Le contexte général après le 11 septembre aux États-Unis, le 21 avril en France, l'affaire Bonnal (Multirécidiviste libéré qui a commis d'autres crimes) a durci la répression. La justice a de plus en plus recours à la détention provisoire.

  L'ouverture des marchés, la libre circulation des personnes y compris des criminels, provoquent une situation d'insécurité. La société a besoin d'être rassurée.

  On entre dans un discours médiatique où les médias rapportent ces évènements d'une manière très extrémiste.

  L'affaire du bagagiste de Roissy avait été accusé, à tort, d'être un terroriste (on a retrouvé dans son véhicule des armes et des explosifs) alors qu'il avait été victime d'une machination familiale. Il avait déjà été condamné, sans jugement contradictoire, par les médias. La police avait fait son travail en enquêtant à charge et à décharge. On voit là le populisme pénal.

  Dans le même genre, l'affaire de la jeune femme qui avait accusé des jeunes de banlieue de l'avoir agressée dans un train sans que personne ne viennent à son secours. Cette affaire avait pris très rapidement une importance énorme devant le scandale provoqué par l'antisémitisme de cet acte (des croix gammées auraient été dessinées sur le ventre de la jeune femme) exécuté par des jeunes maghrébins issus des quartiers. La condamnation était unanime, rapide, sans vérification des faits rapportés par une presse déchaînée. Il s'avéra rapidement que la victime avait menti ! La presse peut rapidement alimenter ce type d'action ; ces sujets sont très vendeurs !

  Les États-Unis est le meilleur exemple de l'exacerbation du populisme pénal. C'est apparu avec Ronald Reagan lorsqu'il entreprit un combat contre la drogue. 
  Le fait que les juges, qui sont des élus, doivent démontrer leur efficacité dans leur lutte contre le crime sont très tentés de durcir leurs réactions vis à vis de la montée de la violence. 

  Une fillette avait été kidnappée et assassinée par un multirécidiviste. L'émotion  avait été telle que le texte sur la récidive, très répressif, avait été adopté immédiatement après cette affaire.
  La peine de prison à perpétuité est prononcée automatiquement pour tout délinquant qui a commis trois délits quelque en soit l'importance : le voleur de pizzas, récidiviste, risque la même peine que l'assassin.

  Ces différentes lois portent toujours le nom des victimes.

  En France, on observe une profonde évolution du traitement de la délinquance. Si en 1945, la dimension éducative pour les mineurs est prioritaire, pour les adultes l'amendement revêt une grande importance. C'est la dimension politique du traitement.

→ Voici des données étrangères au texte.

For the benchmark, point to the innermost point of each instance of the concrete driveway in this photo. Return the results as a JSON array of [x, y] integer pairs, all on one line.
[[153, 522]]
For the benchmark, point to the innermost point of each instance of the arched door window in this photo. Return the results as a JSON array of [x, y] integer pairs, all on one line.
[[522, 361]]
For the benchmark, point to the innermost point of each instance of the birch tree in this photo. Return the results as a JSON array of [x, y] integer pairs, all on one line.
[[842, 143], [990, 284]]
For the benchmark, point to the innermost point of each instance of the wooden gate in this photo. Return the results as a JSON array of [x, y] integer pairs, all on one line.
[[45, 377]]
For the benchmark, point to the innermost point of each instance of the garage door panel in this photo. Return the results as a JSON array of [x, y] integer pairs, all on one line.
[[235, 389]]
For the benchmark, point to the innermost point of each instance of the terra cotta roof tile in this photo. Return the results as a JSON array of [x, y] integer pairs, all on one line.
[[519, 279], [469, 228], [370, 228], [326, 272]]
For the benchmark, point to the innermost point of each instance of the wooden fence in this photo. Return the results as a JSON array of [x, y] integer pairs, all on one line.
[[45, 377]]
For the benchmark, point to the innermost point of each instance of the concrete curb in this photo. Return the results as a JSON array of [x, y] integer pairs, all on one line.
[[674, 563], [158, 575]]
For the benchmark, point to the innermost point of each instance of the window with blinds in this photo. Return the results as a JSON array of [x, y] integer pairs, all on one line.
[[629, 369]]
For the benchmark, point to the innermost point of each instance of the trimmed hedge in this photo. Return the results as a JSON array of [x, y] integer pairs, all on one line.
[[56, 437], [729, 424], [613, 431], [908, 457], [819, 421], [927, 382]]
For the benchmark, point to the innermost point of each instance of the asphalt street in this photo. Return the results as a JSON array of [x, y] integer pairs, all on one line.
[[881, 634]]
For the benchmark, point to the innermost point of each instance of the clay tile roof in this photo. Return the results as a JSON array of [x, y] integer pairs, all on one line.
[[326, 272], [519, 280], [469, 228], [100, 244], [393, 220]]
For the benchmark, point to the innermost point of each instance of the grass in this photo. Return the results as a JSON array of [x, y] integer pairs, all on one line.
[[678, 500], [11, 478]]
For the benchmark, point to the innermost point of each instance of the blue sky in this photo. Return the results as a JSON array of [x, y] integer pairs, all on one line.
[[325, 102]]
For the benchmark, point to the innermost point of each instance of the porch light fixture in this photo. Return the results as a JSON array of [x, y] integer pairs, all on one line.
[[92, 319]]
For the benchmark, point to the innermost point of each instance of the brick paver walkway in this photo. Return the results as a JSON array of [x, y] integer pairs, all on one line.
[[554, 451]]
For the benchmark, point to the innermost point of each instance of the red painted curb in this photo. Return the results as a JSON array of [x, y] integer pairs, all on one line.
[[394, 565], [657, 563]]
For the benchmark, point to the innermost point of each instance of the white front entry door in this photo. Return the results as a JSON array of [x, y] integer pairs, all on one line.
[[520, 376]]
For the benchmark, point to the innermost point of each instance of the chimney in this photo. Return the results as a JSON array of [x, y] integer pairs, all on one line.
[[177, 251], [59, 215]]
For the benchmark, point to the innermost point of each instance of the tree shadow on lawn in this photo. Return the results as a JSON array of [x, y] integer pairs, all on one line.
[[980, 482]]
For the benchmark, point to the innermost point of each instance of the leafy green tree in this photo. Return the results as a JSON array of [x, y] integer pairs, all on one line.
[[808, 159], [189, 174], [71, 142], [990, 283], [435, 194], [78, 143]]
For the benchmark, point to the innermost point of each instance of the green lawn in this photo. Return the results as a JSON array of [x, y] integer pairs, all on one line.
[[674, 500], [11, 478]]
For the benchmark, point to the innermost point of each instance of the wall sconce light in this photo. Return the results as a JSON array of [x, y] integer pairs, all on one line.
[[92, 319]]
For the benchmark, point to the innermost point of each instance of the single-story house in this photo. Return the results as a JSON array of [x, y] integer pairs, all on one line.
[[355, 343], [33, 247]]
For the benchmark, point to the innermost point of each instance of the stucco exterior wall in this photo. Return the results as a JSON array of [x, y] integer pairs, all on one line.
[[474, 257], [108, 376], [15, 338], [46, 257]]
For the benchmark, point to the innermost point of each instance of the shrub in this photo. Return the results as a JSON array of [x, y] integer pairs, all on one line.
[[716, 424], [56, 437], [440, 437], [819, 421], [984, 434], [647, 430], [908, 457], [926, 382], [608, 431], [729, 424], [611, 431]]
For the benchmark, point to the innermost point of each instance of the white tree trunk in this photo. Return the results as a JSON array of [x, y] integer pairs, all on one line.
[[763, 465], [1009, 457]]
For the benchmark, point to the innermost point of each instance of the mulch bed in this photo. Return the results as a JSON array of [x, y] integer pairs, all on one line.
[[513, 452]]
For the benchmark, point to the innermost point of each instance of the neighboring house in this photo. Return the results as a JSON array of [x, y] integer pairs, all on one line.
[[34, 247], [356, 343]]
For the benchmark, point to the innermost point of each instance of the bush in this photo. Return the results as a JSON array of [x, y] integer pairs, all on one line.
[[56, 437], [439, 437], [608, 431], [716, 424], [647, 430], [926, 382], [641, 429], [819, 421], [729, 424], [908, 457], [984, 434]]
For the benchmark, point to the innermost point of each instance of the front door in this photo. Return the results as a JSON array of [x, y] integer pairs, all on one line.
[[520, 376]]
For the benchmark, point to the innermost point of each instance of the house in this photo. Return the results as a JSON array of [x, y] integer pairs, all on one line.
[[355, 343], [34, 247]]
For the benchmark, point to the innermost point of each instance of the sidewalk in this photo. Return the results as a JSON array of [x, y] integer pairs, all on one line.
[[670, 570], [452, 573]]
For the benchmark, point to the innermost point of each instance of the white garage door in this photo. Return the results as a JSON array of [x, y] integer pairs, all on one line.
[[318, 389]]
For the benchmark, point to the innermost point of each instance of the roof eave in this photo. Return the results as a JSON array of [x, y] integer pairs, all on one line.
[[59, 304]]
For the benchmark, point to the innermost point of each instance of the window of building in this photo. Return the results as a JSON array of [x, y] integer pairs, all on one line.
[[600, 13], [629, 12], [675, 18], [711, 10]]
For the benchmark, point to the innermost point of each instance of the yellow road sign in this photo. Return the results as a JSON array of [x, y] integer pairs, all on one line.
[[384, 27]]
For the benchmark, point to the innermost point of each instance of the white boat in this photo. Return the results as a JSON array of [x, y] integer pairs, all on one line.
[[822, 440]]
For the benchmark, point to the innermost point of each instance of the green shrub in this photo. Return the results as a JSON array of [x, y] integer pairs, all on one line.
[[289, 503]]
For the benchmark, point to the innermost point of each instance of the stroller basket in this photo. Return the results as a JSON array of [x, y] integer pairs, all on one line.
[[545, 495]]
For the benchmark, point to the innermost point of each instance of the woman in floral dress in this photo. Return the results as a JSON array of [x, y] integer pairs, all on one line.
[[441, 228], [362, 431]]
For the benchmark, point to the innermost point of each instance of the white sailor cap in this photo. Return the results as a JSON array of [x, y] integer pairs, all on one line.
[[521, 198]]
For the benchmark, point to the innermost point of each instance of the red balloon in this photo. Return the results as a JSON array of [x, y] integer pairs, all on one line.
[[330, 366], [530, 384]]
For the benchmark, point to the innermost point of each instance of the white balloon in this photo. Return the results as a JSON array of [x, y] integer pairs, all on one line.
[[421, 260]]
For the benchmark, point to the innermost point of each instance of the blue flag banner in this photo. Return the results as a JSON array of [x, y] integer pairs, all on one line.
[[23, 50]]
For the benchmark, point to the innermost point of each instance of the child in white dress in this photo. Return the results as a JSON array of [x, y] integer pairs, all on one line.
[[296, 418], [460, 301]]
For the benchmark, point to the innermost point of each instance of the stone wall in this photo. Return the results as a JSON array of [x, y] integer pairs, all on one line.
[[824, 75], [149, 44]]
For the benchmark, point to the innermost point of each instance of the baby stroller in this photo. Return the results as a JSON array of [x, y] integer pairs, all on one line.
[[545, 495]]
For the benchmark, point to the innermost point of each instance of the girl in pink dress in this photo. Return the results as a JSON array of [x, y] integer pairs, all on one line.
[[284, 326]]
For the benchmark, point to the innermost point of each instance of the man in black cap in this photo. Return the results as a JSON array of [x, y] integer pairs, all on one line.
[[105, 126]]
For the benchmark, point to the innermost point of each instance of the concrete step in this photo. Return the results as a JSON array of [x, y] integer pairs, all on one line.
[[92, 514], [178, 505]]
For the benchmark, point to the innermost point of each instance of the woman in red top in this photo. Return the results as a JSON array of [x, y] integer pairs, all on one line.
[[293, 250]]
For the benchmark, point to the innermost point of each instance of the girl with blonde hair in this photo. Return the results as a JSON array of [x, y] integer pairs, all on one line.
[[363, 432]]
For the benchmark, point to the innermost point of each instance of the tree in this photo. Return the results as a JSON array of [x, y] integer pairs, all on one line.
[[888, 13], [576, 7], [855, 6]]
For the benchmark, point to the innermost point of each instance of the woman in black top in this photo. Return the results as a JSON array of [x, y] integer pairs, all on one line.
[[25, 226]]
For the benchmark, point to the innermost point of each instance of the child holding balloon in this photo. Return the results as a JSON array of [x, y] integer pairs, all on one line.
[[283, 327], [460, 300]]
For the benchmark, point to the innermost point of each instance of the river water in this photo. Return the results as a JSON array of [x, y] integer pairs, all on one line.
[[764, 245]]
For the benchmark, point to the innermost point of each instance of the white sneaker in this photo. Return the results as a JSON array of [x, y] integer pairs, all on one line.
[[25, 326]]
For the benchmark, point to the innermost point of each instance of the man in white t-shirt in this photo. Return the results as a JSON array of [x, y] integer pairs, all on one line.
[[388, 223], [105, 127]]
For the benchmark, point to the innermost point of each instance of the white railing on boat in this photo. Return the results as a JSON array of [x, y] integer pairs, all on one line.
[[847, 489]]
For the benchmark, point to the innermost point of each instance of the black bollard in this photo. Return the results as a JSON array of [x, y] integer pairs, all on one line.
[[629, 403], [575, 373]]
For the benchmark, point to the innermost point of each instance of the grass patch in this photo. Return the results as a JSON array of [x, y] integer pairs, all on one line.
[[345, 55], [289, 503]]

   Le débat judiciaire est déstabilisé entre protection des libertés et sécurité. C'est un équilibre difficile à trouver.

  La parole des victimes est entrain d'émerger. Il faut dire que cette parole était particulièrement oubliée, voire niée. C'est un phénomène majeur.

  Les porte-paroles des victimes instrumentalisent ce discours victimaires pour faire monter en puissance le populisme.
  Le temps de la prescription a tendance à s'allonger.

  Dans l'affaire d'Outreau, pendant la phase d'instruction (en période préélectorale), on avait le sentiment qu'on tenait l'affaire du siècle. Elle est bouclée très vite. Il y a un consensus entre l'instruction, l'accusation et les médias !

  Dans l'affaire Patrice Alègre, à partir de faits inconsistants, une accusation sans fondements de dirigeants politiques, s'est déroulée quasiment exclusivement sur la scène des médias.

  Il faut inciter les médias à sortir de la logique des marchés, mais est-ce réaliste, vers une démarche plus citoyenne.